Wisdom can be found in many places. Whenever I encounter some momentous event with winners and losers, I try to discern broader lessons to apply elsewhere. The 2012 presidential election was no different, with lessons that can be applied to investing and business.
1 Process, not outcome, is what matters. When it came to forecasting the election, the winner was mathematics. Sharp data analysis beat squishy feelings every time. The accuracy of the new class of data junkies and statisticians was the single most important story line of the election for investors. Nate Silver showed data, logical reasoning and mathematics outperform “gut feel” and instinct. The bloviating punditry got it wrong, the stat geeks got it right. To quote the delightful nerd comic XKCD, “To the surprise of pundits, numbers continue to be the best system for determining which of two things is larger.”
2 Do your homework and practice. Yes, I refer to the first debate. “No Drama Obama” created a lot of drama by making an awful showing. He looked unprepared and surprised that his opponent wasn’t simply going to lie down. Perhaps he was cocky after enjoying a comfortable lead for most of 2012. Regardless, the lessons were obvious: You can never be too prepared. And practice is crucial, even if you are the president of the United States.
3 Think deeply before you speak. Grand pronouncements have a big appeal to our egos. They can make us look smart, and play to the policy wonks of the world. But they have limited upside and immense downside. In Mitt Romney’s case, his Nov. 18, 2008, New York Times opinion piece, “Let Detroit Go Bankrupt,” probably came back to haunt him in Ohio, where one in eight workers was employed by the auto industry.
4 Avoid clichés. The media completely misread this election. There were a series of narratives about razor-thin margins, another late night waiting for results, even the House of Representatives having to break a tie. In the end, the incumbent received 3 million more votes than the challenger. But that margin understates the electoral college blowout, with the incumbent winning 332 electoral votes to the challenger’s 206. The one cliché the mainstream overlooked: There are strong advantages to incumbency.

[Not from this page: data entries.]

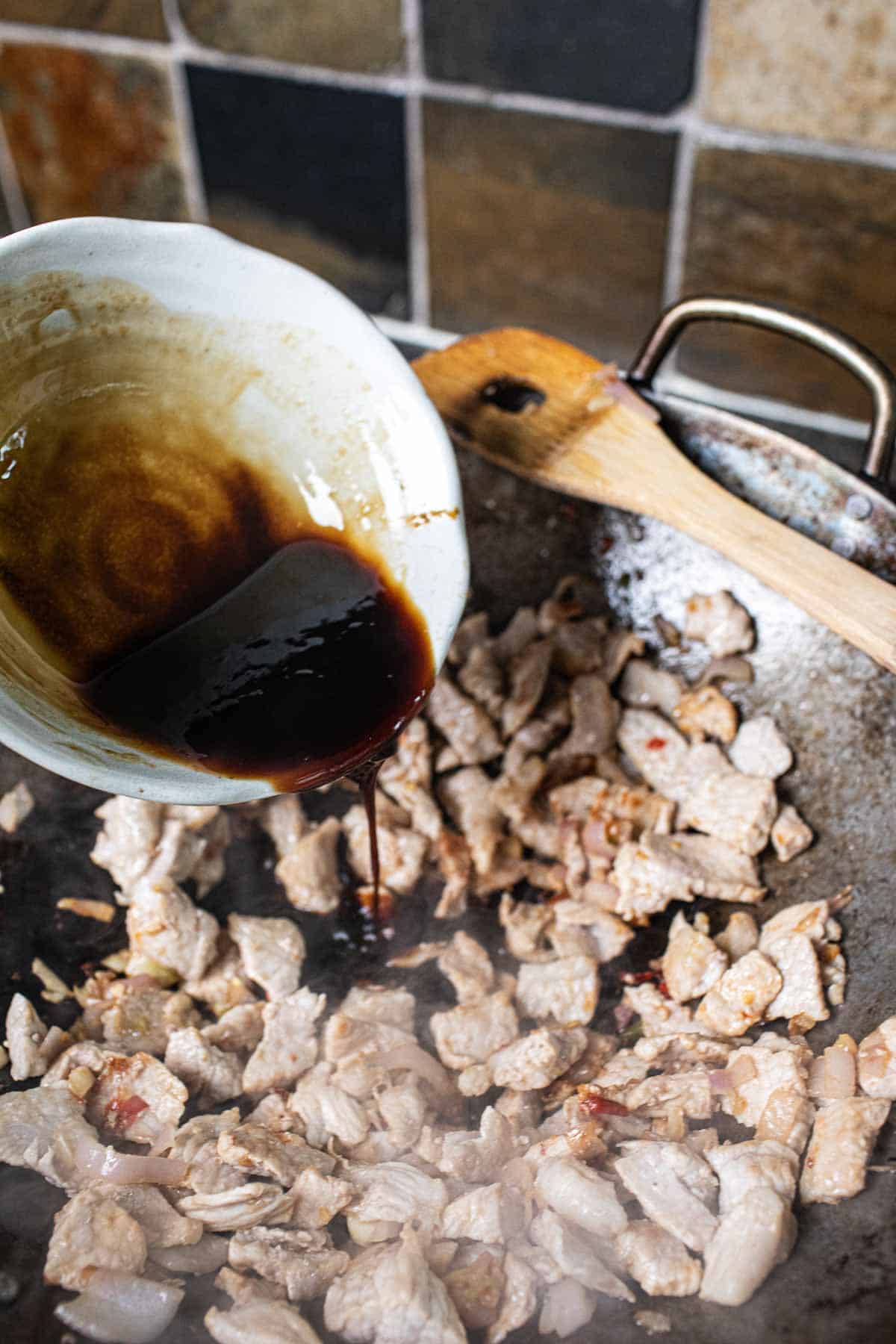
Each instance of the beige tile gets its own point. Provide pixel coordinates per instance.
(546, 222)
(818, 235)
(340, 34)
(805, 67)
(131, 18)
(90, 134)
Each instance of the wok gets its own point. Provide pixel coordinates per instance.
(835, 706)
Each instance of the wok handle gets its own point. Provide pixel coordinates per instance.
(872, 371)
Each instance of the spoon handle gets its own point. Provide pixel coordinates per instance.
(554, 414)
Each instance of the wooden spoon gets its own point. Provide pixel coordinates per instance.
(554, 414)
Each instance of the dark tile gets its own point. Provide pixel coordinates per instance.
(622, 53)
(314, 174)
(132, 18)
(546, 222)
(339, 34)
(90, 134)
(818, 235)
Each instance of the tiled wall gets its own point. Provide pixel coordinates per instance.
(464, 163)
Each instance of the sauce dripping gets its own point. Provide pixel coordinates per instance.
(195, 608)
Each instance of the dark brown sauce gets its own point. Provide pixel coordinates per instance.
(196, 608)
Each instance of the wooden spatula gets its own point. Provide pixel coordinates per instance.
(554, 414)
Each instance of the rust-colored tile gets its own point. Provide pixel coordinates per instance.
(815, 234)
(90, 134)
(131, 18)
(339, 34)
(808, 67)
(546, 222)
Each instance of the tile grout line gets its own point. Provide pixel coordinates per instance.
(190, 163)
(11, 186)
(415, 166)
(709, 132)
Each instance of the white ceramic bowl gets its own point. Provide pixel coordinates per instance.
(314, 385)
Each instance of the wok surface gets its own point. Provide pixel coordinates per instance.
(835, 706)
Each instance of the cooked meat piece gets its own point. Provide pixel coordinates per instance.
(225, 984)
(164, 925)
(465, 724)
(739, 936)
(473, 1031)
(479, 1155)
(455, 865)
(738, 1001)
(564, 991)
(656, 870)
(759, 1073)
(378, 1003)
(841, 1142)
(327, 1112)
(672, 1184)
(388, 1295)
(210, 1074)
(719, 623)
(567, 1307)
(257, 1151)
(196, 1144)
(289, 1043)
(645, 687)
(758, 1163)
(877, 1062)
(707, 714)
(285, 821)
(581, 1195)
(735, 808)
(528, 675)
(398, 1192)
(520, 631)
(660, 1016)
(467, 967)
(309, 871)
(802, 994)
(319, 1199)
(45, 1129)
(595, 715)
(408, 777)
(245, 1206)
(754, 1236)
(657, 750)
(657, 1261)
(31, 1048)
(161, 1225)
(93, 1233)
(759, 749)
(467, 800)
(143, 1016)
(491, 1214)
(273, 952)
(790, 835)
(305, 1263)
(609, 934)
(15, 806)
(472, 631)
(538, 1058)
(238, 1028)
(692, 962)
(575, 1256)
(476, 1287)
(519, 1301)
(524, 929)
(260, 1323)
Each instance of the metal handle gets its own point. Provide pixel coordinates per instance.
(876, 376)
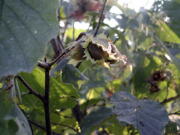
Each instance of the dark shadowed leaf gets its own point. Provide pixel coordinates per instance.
(94, 119)
(146, 115)
(26, 27)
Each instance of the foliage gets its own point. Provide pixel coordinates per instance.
(71, 80)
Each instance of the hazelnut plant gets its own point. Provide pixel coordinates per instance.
(58, 79)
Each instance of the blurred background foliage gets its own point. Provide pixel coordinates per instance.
(79, 98)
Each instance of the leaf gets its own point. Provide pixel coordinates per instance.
(12, 120)
(71, 75)
(146, 115)
(21, 121)
(26, 27)
(174, 51)
(171, 8)
(166, 33)
(94, 119)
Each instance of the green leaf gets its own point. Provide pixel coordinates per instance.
(166, 34)
(94, 119)
(171, 8)
(146, 115)
(26, 27)
(12, 120)
(72, 75)
(21, 121)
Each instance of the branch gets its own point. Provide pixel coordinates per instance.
(31, 91)
(63, 125)
(46, 101)
(100, 18)
(41, 127)
(170, 99)
(62, 55)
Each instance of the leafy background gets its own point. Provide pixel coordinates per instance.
(89, 99)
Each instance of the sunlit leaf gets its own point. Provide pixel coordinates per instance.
(146, 115)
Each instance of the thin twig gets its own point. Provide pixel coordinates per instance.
(170, 99)
(41, 127)
(63, 125)
(46, 101)
(65, 28)
(31, 91)
(100, 18)
(62, 55)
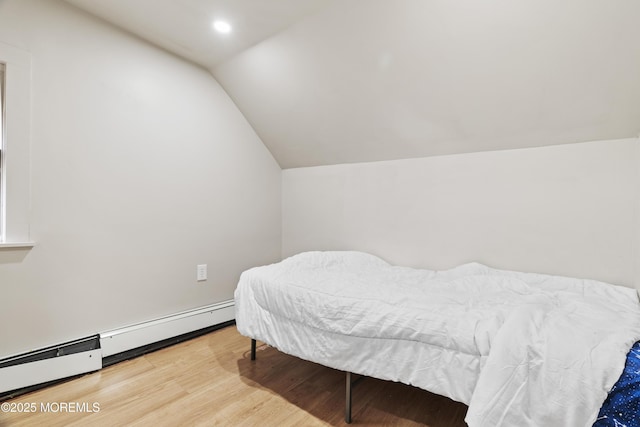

5 Don’t live in a bubble. Large swaths of the conservative movement seem to live in a world of their own creation. The balkanization of media outlets allow people to read only that which they agree with. This selective perception and confirmation bias creates a self-reinforcing alternative universe. Facts don’t matter; data and science are irrelevant. You only hear exactly what it is you want to hear.
Outlets like Fox News and pundits like George Will and Dick Morris were forecasting a Mitt Romney landslide. Don’t like the polling data? Create a site called “UnskewedPolls.com” to provide numbers you do like. As it turned out, UnskewedPolls was the least accurate polling aggregator this election cycle. If you spend most of your time rationalizing why the polls are inaccurate and the media are biased, you will probably be surprised at what happens next. As smart investors know, this sort of bias can be very expensive.